Three Vulnerabilities in Anthropic MCP Git Server Expose Arbitrary File Access, Deletion, and Code Execution
A trio of security issues has been identified in mcp-server-git, the official Git Model Context Protocol (MCP) server maintained by Anthropic, that under specific conditions can be abused to read or delete arbitrary files and execute code.
“These issues are reachable via prompt injection, so an adversary who can control what an AI assistant ingests (for example, a malicious README, a tampered issue description, or a booby-trapped webpage) can turn these vulnerabilities into an attack path without ever getting direct access to the target machine,” Cyata researcher Yarden Porat said in a report shared with The Hacker News.
Mcp-server-git is a Python package that exposes an MCP server offering built-in tools for reading, searching, and modifying Git repositories programmatically through large language models (LLMs).
The flaws, which were fixed in releases 2025.9.25 and 2025.12.18 after a coordinated disclosure in June 2025, are as follows –
- CVE-2025-68143 (CVSS score: 8.8 [v3] / 6.5 [v4]) – A path traversal issue caused by git_init accepting arbitrary filesystem paths when initializing repositories, without enforcing validation (Fixed in version 2025.9.25)
- CVE-2025-68144 (CVSS score: 8.1 [v3] / 6.4 [v4]) – An argument injection weakness in which git_diff and git_checkout pass user-controlled arguments straight into git CLI commands without sanitization (Fixed in version 2025.12.18)
- CVE-2025-68145 (CVSS score: 7.1 [v3] / 6.3 [v4]) – A path traversal vulnerability due to missing path validation when using the –repository flag to restrict operations to a given repository path (Fixed in version 2025.12.18)
If an attacker successfully exploits these bugs, they can convert any directory on the host into a Git repository, overwrite arbitrary files with an empty diff, and reach any repository accessible to the MCP server.
In the attack path outlined by Cyata, all three vulnerabilities are chained together with the Filesystem MCP server, allowing the adversary to write to a “.git/config” file (normally under the hidden .git directory) and obtain remote code execution by driving a git_init invocation via a prompt injection.
- Invoke git_init to create a repository in a directory where the process has write access
- Leverage the Filesystem MCP server to place a malicious .git/config that defines a clean filter
- Create a .gitattributes file to attach the filter to chosen files
- Drop a shell script containing the payload
- Add a file that will trigger the clean filter
- Call git_add, which runs the clean filter and executes the payload
Following these findings, the git_init tool has been removed from the package, and additional validation has been added to block path traversal patterns.
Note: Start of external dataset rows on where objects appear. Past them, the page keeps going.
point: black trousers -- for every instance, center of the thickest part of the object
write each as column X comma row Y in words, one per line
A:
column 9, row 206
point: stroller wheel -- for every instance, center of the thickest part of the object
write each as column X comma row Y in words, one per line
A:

Environments using the Python package should upgrade to the latest release as part of their standard hardening and patch playbooks.
“This is the reference Git MCP server implementation, the one other servers are likely to mirror,” Shahar Tal, CEO and co-founder of Agentic AI security company Cyata, said. “When security boundaries fail in the reference implementation, it indicates the broader MCP ecosystem warrants deeper review. These are default behaviors, not rare deployment edge cases.”